IO Module
RecIS’s IO module provides efficient and flexible data loading and preprocessing capabilities, supporting multiple data formats and optimized data pipelines for deep learning model training. With RecIS’s IO module, you can achieve better performance without needing to combine with traditional DataLoader.
Core Features
- Data Support Support
ORC Files: Support for Optimized Row Columnar format, suitable for large-scale offline data processing
- High-Performance Data Processing
Multi-threaded parallel reading and data preprocessing
Configurable prefetching and buffering mechanisms
Direct data organization on different devices (CPU/GPU/Pin Memory)
- Flexible Feature Configuration
Support for sparse features (variable-length) and dense features (fixed-length)

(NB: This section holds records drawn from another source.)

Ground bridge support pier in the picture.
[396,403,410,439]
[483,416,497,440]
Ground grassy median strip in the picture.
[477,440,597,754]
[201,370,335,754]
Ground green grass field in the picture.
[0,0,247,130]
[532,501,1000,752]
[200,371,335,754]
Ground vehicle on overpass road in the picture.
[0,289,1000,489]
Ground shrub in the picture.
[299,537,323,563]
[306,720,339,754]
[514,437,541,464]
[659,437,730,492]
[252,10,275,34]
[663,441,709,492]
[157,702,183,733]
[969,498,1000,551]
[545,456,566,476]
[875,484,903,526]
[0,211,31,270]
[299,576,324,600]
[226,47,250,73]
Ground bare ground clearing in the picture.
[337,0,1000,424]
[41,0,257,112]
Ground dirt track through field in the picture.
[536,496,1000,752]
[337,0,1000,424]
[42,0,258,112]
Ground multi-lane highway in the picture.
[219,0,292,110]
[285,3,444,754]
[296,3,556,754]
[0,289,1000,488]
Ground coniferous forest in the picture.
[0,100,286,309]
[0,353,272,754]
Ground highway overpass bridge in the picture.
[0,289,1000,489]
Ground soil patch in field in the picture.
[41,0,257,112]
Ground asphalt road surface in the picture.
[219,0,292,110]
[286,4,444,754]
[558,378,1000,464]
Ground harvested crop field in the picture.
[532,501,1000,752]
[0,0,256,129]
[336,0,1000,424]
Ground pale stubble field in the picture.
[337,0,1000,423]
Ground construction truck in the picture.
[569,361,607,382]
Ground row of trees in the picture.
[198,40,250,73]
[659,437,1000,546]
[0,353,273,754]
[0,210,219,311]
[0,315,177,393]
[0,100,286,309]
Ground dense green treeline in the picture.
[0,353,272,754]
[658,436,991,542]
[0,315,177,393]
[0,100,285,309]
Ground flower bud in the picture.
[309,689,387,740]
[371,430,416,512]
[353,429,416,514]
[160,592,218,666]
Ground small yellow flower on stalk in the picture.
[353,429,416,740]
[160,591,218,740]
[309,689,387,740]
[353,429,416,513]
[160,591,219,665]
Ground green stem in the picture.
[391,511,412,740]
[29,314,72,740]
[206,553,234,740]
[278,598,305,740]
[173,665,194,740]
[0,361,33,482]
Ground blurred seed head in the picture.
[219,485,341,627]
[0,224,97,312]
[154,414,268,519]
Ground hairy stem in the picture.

Hash feature processing with FarmHash and MurmurHash algorithms
RaggedTensor format for variable-length features
- Distributed Training Optimization
Multi-worker data sharding
State saving and recovery mechanisms
Dataset Classes
OrcDataset
- class recis.io.OrcDataset(batch_size, worker_idx=0, worker_num=1, read_threads_num=4, pack_threads_num=None, prefetch=1, is_compressed=False, drop_remainder=False, worker_slice_batch_num=None, shuffle=False, ragged_format=True, transform_fn=None, save_interval=100, dtype=torch.float32, device='cpu')[source]
ORC Dataset for reading Optimized Row Columnar format files.
This class provides functionality to read ORC files efficiently with support for both sparse (variable-length) and dense (fixed-length) features. It extends DatasetBase to provide ORC-specific optimizations including hash feature processing, data sharding, and batch processing.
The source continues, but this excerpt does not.